Reusing hazard across engine versions
=====================================

The OpenQuake engine has always had the capability to reuse old hazard
calculations when performing new risk calculations, thanks to the `--hc`
command-line option. However such capability never extended across
different versions of the engine. Here we will document the reasons
for such restriction.

Reusing the GMFs
----------------

While the `--hc` option works for all kind of calculations,
`classical_risk`, `classical_damage` and `classical_bcr` calculations are
less used: what is really important is to reuse the hazard for
scenario and for event based calculations, i.e. to reuse the GMFs.

Reusing the hazard for scenario calculations is relatively
straighforward: it is enough to keep the GMFs in CSV format and to
start from there by using the `gmfs_file` option in the job.ini. This
works across versions already. The reason is that the logic tree is
trivial in this case: internally, the engine assumes that there is a single
realization and automatically creates a fake logic tree object.

1. The difficulty is for event based calculations. The details of the
*logic tree* implementation change frequently. Therefore an apparently
simple question such as "tell me which GMPE was used when computing
the ground motion field for event number 123" is actually very hard to
answer across versions. This is by far the biggest difficulty, since
the logic tree part is expected to change again and in unpredictable
ways, due to the requests of the hazard team.

2. This not the only difficulty. When using the ``--hc`` option the engine
has also to match the risk sites with the hazard sites; this means
that it has to match a *SiteCollection* object coming from an old version
of the engine with a SiteCollection coming from a new version of the
engine.

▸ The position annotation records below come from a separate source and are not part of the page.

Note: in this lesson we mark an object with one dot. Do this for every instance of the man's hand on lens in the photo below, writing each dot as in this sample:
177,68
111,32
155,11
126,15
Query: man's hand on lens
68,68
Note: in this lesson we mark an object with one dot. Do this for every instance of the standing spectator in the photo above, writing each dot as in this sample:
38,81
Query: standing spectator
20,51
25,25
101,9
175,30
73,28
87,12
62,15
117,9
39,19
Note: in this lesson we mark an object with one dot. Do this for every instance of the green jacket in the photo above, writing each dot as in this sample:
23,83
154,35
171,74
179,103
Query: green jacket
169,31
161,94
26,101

If the SiteCollection has changed (for instance new fields have
been added) this has to be managed in some way and this is not necessarily
easy or event possible.

3. Moreover there is the *events* table which associates event IDs to
realization IDs and to rupture IDs; if the form of the events table
changes across versions (for instance if new fields are added) then we
have an issue. Also, if the management of the logic tree changes (this
is very common) and the associations are different, starting a
calculation from scratch in the new version of the engine will give
different results than reusing an old hazard calculations.

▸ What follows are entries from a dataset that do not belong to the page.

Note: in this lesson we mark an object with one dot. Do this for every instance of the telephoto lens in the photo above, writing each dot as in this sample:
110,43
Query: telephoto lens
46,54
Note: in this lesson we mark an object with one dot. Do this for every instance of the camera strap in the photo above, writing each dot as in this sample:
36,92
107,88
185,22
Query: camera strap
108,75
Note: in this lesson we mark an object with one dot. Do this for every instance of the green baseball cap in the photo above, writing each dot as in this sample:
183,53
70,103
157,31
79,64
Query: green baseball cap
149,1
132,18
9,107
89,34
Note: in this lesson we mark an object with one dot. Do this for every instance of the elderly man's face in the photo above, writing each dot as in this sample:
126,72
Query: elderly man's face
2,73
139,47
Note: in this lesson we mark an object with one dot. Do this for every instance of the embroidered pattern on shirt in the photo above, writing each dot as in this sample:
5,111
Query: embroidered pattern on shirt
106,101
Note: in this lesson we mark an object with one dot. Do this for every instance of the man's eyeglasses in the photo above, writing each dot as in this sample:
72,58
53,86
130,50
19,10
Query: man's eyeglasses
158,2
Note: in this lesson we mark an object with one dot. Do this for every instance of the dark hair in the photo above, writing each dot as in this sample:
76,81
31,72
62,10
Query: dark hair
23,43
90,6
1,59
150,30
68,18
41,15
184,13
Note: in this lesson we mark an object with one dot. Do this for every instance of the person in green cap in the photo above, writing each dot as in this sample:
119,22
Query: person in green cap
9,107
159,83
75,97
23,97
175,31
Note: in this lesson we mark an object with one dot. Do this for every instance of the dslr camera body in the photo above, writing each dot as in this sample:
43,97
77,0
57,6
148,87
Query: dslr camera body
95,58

4. The same would happen if the *weighting algorithm* of the realizations
changed (and this happened a couple of times in the past). Moreover at
nearly each release of the engine the details of the algorithm used to
generate the ruptures and/or the *rupture seeds changes*, therefore
again starting a calculation from scratch in the new version of the
engine would give different results than reusing an old hazard.

5. Another difficulty would arise if the association between asset and
hazard sites changed, causing different losses to be computed. This
has neved happened intentionally, but it has happened several times
unintentionally, due to tricky bugs. Bug fixes have changed
the *asset<->site* association logic several times.

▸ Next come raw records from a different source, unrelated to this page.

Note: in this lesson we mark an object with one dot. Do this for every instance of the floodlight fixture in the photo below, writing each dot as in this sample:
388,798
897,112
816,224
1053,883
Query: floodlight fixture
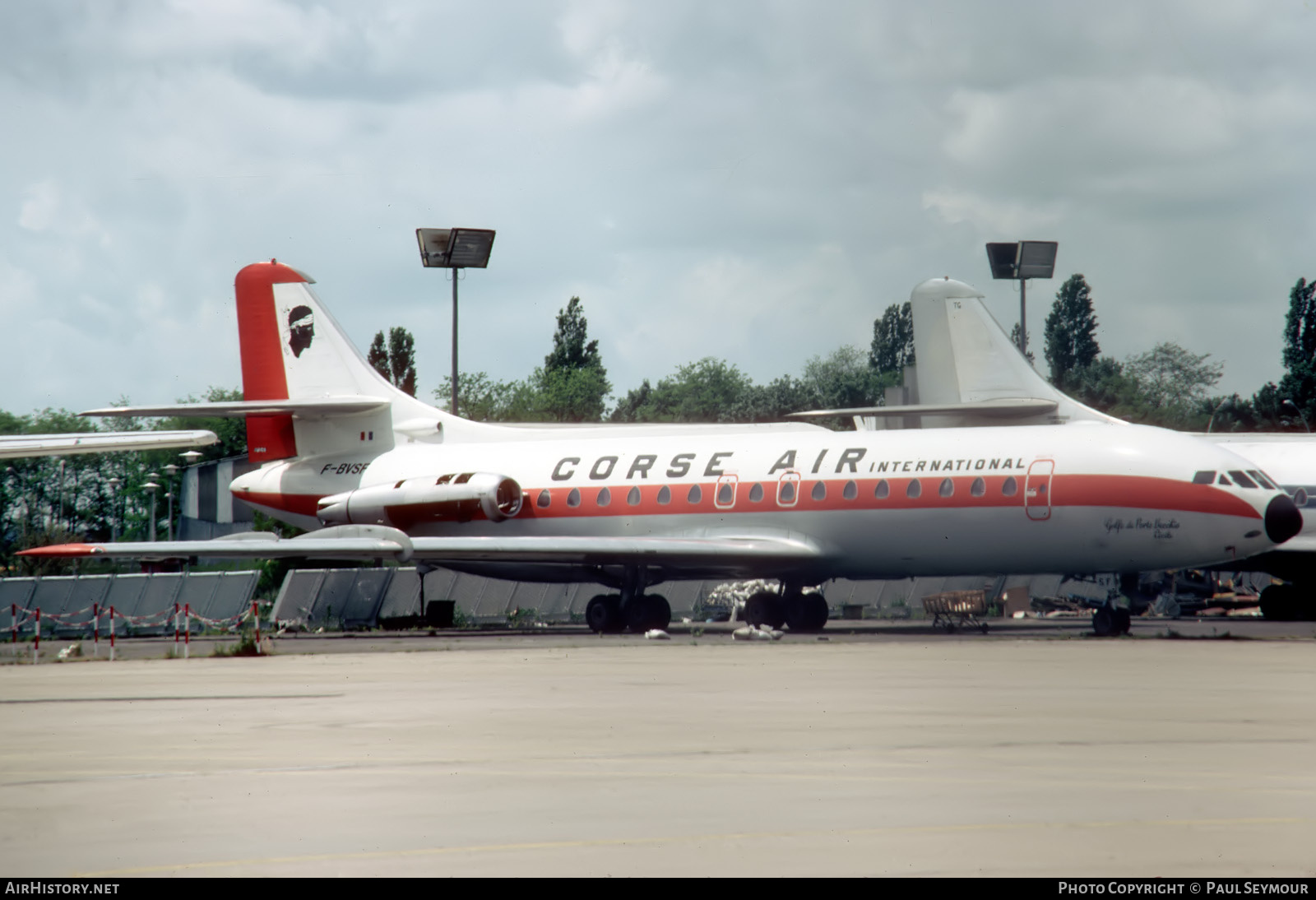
1019,262
454,248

6. Reusing an old *exposure* would also also be problematic,
assuming the new exposure had more fields. Changes to the exposure
happened several time in the past, so the problem is not academic.
The solution is to NOT reuse old exposures and to re-import the exposure
at each new risk calculation, thus paying a performance penalty.

7. The same can be said for *vulnerability/fragility functions*: any
change there would make reusing them across versions very hard.
Such a change happened few months ago already. The solution is to
not reuse old risk models and to re-parse them at each new risk
calculation, thus paying a performance penalty.

8. Clearly a bug fix in a GMPE will change the values of the generated
GMFs. Depending on the circumstances, a user may want to use the old GMFs
or not.

9. In the future, it is expected that both the site collection and the events
table will be stored differently in the datastore, in a pandas-friendly
way, for consistency with the way other objects are stored, and
also for memory efficiency. That means that work will be needed to be
able to read both the old and the new versions of such objects. This is
actually the least of the problems mentioned until now.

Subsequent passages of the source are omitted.